The answer appears to be no. No one has answered this question, and a blog question posted in 2004 along with some more recent comments appear to convey mostly negative experiences folks have had. NetSqlAzMan would be worth investigating.
http://weblogs.asp.net/lorenh/archive/2004/02/24/79218.aspx
Some choice comments from the link:
1.
Udi Dahan - The Software Simplist said: Saw it at a local .Net user group some time ago. Seemed nice, except for the interop.
One other thing is the ability to perform "business tasks" that are really only script.
Should the interop go away, and be able to call .Net code for business tasks, this would truly be a killer.
2.
Chris Bilson said: We have it fully integrated into our ASP.NET application. The Interop part really sucks when you have defined alot of operations and are doing lots of authorization checks. It's a real performance killer.

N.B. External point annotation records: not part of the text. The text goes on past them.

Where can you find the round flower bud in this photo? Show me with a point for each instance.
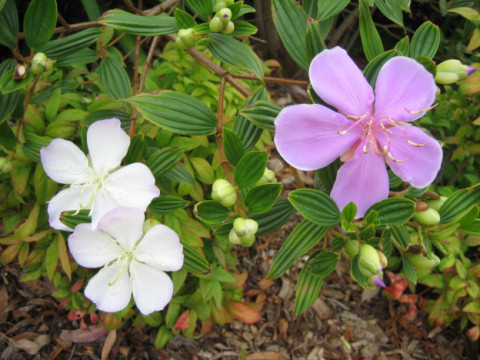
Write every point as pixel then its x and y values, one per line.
pixel 215 25
pixel 429 217
pixel 224 193
pixel 436 204
pixel 225 15
pixel 219 6
pixel 368 260
pixel 420 261
pixel 229 28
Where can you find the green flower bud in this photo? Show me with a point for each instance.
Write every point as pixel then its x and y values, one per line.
pixel 219 6
pixel 224 193
pixel 369 261
pixel 421 261
pixel 215 25
pixel 229 28
pixel 149 223
pixel 429 217
pixel 436 204
pixel 225 15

I have my own wrapper class that invokes my "Business Tasks" when an access check is performed.
I feel kind of frustrated that there isn't more information about this tool, as I agree that it is nice way to get out of hard coding role checks into my application - something that would not be acceptable in my case due to varying customer defintions of what a "Manager" is and what they can do.
3.
Dominick Baier said: hi,
i love azman! i have written some stuff on it on www.leastprivilege.com - especially that ability to use non-windows accounts is very cool!
dominick
4.
Mathertel said: Yes, we use it in a .NET Web Application, built a wrapper and a bunch of additional tools to work with (a lot of tools are missing in the MMC snapin)
5.
Tom Bruns said: I have used AzMan extensively in a large .NET Web application. I think that the conceptual model is very good. However, there is alot of "lessons learned" concerning how to correctly architect the application to use it relative to performance, ongoing maintaince of the policy store, interaction with ADAM etc. If I can be of any help please feel free to email me. Replace nospam with com in my email address. Used correctly it can perform very well.
6.
Horea Hopartean said: We tried to use it and keep its repository on a Win2003 AD, but at 10000 users it took 13 (thirteen) seconds to do an OpenApplication call.
That and the ugly API may be good reasons why it hasn't got any traction so far :)
7.
news75 said: Hi, I have the same problem.
I'm comparing Visual Guard, AzMan, NetSqlAzMan and the feature provided from the framework .net 3.0.
At the moment I'm prefering NetSqlAzMan. It's well integrated with .net framework, the comunity is active, is Open Source. Yes there are some limitation: Only Window or custum Authentication and Microsoft SQLManager, but...
I'm wondering: why this argument is so underestimates!?
8.
Riverway said: I am developing an Enterprise RBAC system using Azman with AD store. To overcome the slow performance, I wrote a wrapper class which access directly Azman in AD's OU structure using LDAP query. Another thing to mention is that Azman of Windows Server 2008 version has capability to create data store in SQL2008 database. My biggest complain is that Security Dialog for any resources (folders, disks, etc) does not recognize Azman defined groups or roles as available identity. This makes really difficult to integrate RBAC which encompass ERP and other enterprise roles AND Windows Resource Access Control at the same time unless you write an application which can write on AD directly.
9.
James said: We used azman on our project and it sucks. We've had a ton of problems with interoperability, and it didn't work for our developers using Win7 when the .xml file was made on a win2003 machine. We even went as far as reporting a bug to Microsoft. It does a ton of COM BS like randomly not working and saying E_INVALIDARG, whatever that means. This is one of the technologies I want to remove from our project when I get a chance.